Conquanto, persistiu na ideia obstinadamente. Para ela, era
a única e inflexível explanação de seu ser, de quem era, de quem representava, de
como agia, de como reagia, de como atraía e espantava, de como vivia e de como
morria. Boba, certamente, mas aquilo que rejeitava por avocar uma identidade
usurpada, a famigerada e exaustivamente repetida vida, lhe apresentou um contraponto
súbito e arrebatador: o amor. Tanto o cultivou, idealizou-o, supô-lo e o quis,
que o esqueceu. Esqueceu que a ele não interessa a materialidade, a presença da
carne e a efemeridade das substâncias que existem; o amor transcende o
material, o físico, o metafísico, e assemelha ao divino. Independe de
inexistência, morte ou vida para perdurar, embora seja um dependente da criação.
E para quem ou o que observa, há, de fato, uma necessidade genuína de saber a
origem? No que isso afeta, afinal? Se uma vez criado, o máximo que se tem é a
desconstrução?
Testemunhou, em conclusão, todas as etapas do Universo e estacou,
boquiaberta e sobremaneira entusiasmada, em uma delas. A etapa livre de todas as
peculiaridades de um ser: a inexistência. A desprovida de essência, de
contemplo, observação ou amor; desnutrida de todas as palavras descritivas, de
todas as letras que tanto ama e que tanto expressa.

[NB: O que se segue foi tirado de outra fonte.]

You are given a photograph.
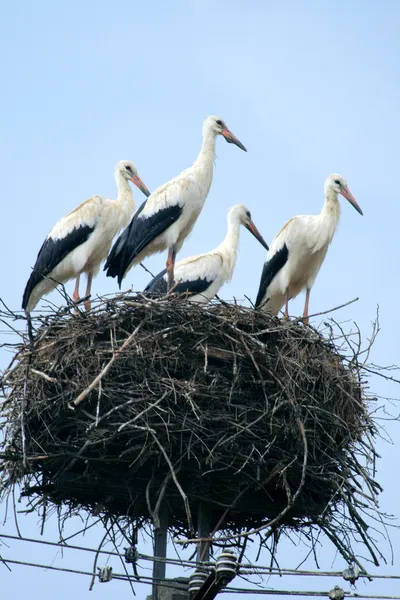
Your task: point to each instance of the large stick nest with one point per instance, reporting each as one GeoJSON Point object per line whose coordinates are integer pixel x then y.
{"type": "Point", "coordinates": [143, 404]}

Um paradoxo ambulante, que anda,
dita, questiona, se amarga... e escreve. Diante de enorme incoerência,
recebeu um pedaço de papel dobrado em várias voltas, num tamanho tão pequenino
que nem sequer parecia capaz de suportar conteúdo ou palavras. Temerosa, abriu,
enquanto a narrativa de seu Tratado tomava forma inquietante e
metalinguística e se sobressaltou, num olhar profundo e pálido, terrificada
pela seriedade, exatidão e paixão nas breves linhas a seguir:
Ditava, inalterada, a natureza de sua angústia:
“Volito na morte, pois a morte terei de ser, visto que
aquilo que escureço com a alma
De imediato morre incapaz de retroceder.
E não posso ser vida, se ceifo com desdém os meus vislumbres de
alegria.
Como poderia, enfim, regurgitar felicidade num devaneio?
Como acharia, então, o escapismo da minha condição enquanto
com dor desvaneço?
Está previsto para os santos a magnânima morte como derradeiro
fim
Ou a vida, para a entidade morte, sopra como um desmedido
inferno de enfins?
Temo esbarrar com a solução, de enraizar num revide do acaso
Para rejubilar os egoísmos de meu espírito insaciado,
Para saciar a mínima vida no resoluto breu de um chamado,
E retombar despida no abisso, nas profundezas da tão dita e
repetida,
Cuja natura formosa extasia alegoria
Subitamente, contudo, mergulho, de perfil astuto e resoluto
Almejo encontrar não dois nem vinte fragmentos, e sim
centenas de subitâneos momentos
Que me levam ao anteceder da morte, e da vida, à
inexistência
A fim de, no paralelo da escolha paradoxal, uma vez me despontar
maliciosa e imoral
Mas não imoral e maliciosa, e sim disposta, de alma, a
receber uma profunda e reviravolta-proposta
Novamente viva, e não morta,
Igualmente ardente e amorosa,
Chorosa, manhosa, nossa.
Aguardando, incuravelmente, o romantismo que a inexistência eternamente
mostra:
Numa tardança dramática, a tão possessiva fala:
Amor, você quer namorar comigo, para o tudo ou para o nada?